Despite attempts to backtrack under recognition that the US and European states are critical of this turn in official Israeli state policy, Netanyahu’s promise to bury the two-state solution in favour of a policy of further annexation has become the Israeli government’s official intent, and has been enthusiastically endorsed by leading ministers and key advisers.

[…]

The Palestinian Authority (PA) based in the West Bank also appears to have rejected a key principle of the Oslo peace paradigm—that of bilateral negotiations under the supervision of the US. Despite a herculean effort by US Secretary of State, John Kerry, to bring the two parties to the negotiating table, in response to the lack of movement towards final status issues and continued settlement expansion (amongst other issues), the Palestinian political elite have withdrawn from negotiations and resumed attempts to ‘internationalise the struggle’ by seeking membership of international organisations such as the United Nations (UN), and signing international treaties such as the Rome Statute, the founding treaty of the International Criminal Court. This change of direction is part of a rethink in the PA and PLO’s strategy rooted in wider discussions and debates.
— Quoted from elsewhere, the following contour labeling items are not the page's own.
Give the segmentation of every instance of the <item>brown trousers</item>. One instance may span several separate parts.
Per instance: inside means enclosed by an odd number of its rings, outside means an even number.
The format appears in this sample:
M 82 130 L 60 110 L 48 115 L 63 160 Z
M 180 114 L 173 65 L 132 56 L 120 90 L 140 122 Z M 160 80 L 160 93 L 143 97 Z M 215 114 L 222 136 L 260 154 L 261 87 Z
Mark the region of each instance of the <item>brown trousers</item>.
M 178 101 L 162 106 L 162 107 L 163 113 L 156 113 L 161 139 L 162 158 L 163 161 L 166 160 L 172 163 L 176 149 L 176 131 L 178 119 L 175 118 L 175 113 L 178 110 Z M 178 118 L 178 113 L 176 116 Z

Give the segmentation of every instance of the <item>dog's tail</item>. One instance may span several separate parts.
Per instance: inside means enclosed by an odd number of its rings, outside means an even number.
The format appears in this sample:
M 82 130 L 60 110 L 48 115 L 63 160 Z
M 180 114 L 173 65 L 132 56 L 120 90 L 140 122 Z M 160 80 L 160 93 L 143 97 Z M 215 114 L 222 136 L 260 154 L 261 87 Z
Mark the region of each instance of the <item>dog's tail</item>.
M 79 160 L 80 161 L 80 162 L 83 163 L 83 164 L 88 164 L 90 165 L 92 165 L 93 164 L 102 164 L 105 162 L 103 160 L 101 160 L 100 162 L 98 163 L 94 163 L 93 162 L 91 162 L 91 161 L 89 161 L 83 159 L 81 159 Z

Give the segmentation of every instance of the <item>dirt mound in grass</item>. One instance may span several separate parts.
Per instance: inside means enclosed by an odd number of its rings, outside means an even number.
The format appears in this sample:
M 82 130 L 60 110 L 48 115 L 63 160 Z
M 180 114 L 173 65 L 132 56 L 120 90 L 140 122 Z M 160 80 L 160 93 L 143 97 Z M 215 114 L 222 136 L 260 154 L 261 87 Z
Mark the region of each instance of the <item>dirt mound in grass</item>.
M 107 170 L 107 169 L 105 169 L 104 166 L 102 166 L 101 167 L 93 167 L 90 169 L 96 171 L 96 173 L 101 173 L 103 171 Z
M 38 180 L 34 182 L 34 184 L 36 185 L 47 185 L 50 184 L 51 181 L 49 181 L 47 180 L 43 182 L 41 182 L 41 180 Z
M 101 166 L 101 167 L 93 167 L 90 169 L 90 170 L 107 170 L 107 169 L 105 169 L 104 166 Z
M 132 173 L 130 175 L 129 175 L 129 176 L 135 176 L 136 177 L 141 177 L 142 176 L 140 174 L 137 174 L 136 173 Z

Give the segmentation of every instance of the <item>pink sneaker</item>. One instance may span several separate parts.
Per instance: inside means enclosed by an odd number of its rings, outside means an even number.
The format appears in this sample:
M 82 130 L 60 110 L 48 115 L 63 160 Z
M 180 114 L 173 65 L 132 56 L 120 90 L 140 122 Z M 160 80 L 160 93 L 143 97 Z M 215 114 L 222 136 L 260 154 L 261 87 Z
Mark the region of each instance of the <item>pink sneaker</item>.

The publication of a document by the Palestine Strategy Study Group (PSSG) in August 2008, the production of which involved many members of the Palestinian political elite (and whose recommendations were studiously discussed at the highest levels of the PA and PLO), showed widespread discontent with the bilateral negotiations framework and suggested ways in which Palestinians could ‘regain the initiative’.

[…]

And yet despite these changes in official Palestinian and Israeli political strategies that signal a deepening of the crisis, donors and the ‘international community’ are reluctant to accept the failure of the Oslo peace paradigm. This political myopia has meant the persistence of a framework that is increasingly divorced from the possibility of a just and sustainable peace. It is also acting as an ideological straitjacket by shutting out alternative interpretations. This special issue seeks a way out of this political and intellectual dead end. In pursuit of this, our various contributions undertake what we regard to be two key tasks: first, to critically analyse the perceptions underpinning the Oslo paradigm and the transformations instituted by its implementation; and second, to assess some alternative ways of understanding the situation rooted in new strategies of resistance that have emerged in the context of these transformations in the post-Oslo landscape.

[…]

Taken as a whole, the articles in this special issue aim to ignite conversations on the conflict that are not based within abstracted debates that centre upon the peace process itself—but that begin from within the realities and geographies of both the continually transforming land of Palestine-Israel and the voices, struggles, worldviews and imaginings of the future of the people who presently inhabit it. For it is by highlighting these transformations, and from within these points of beginning, that we believe more hopeful pathways for alternative ways forward can be collectively imagined, articulated, debated and built.